Throughout the CPI investigation, a number of senators raised doubts about the safety of the Indian vaccine, especially because it had not yet received the approval from the World Health Organisation (WHO). The CPI report has articulated the issue of vaccine safety quite forcefully. “WHO has delayed the decision regarding the inclusion of Covaxin in the Covax facility program (sic), which has already been awarded to dozens of other vaccines. Sabyasachi Chatterjee, president of the respected All India People’s Science Network platform, says the WHO’s repeated postponement of granting emergency use authorisation to Covaxin is yet another demonstration that Bharat Biotech has failed to convince the world of that its vaccine is effective and safe,” says the CPI report, quoting an interview Chatterjee gave to Karan Thapar for The Wire, whose link is included in the footnotes of the section.

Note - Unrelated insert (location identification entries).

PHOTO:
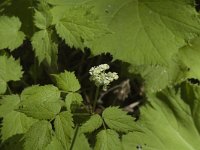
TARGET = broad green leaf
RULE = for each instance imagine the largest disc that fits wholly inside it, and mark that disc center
(107, 140)
(190, 56)
(157, 77)
(77, 25)
(64, 127)
(81, 142)
(68, 2)
(43, 46)
(42, 19)
(170, 121)
(92, 124)
(38, 136)
(10, 35)
(118, 120)
(15, 123)
(73, 98)
(144, 31)
(54, 145)
(10, 70)
(67, 81)
(40, 102)
(8, 103)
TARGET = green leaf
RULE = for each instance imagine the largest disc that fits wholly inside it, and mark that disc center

A screenshot of a page in CPI report which carries the image of a tweet by Bolsonaro in which he had thanked Prime Minister Modi for sending the raw material of hydroxychloroquine to Brazil.

In addition to questioning the safety of Bharat Biotech’s vaccine, the Brazilian inquiry has also severely criticised the Brazilian government for accepting its business model of using shell companies. “The CPI verified that the business model of the sale of Covaxin by Bharat Biotech, passively accepted by the [Brazilian] ministry of health, with the use of “shell companies” in Singapore (Madison Biotech) and in the United Arab Emirates (Envixia), suffered wide international rejection. In the Philippines, the National Task Force against Covid-19 has publicly criticised Bharat Biotech’s demand to sell Covaxin through Madison Biotech,” says the report.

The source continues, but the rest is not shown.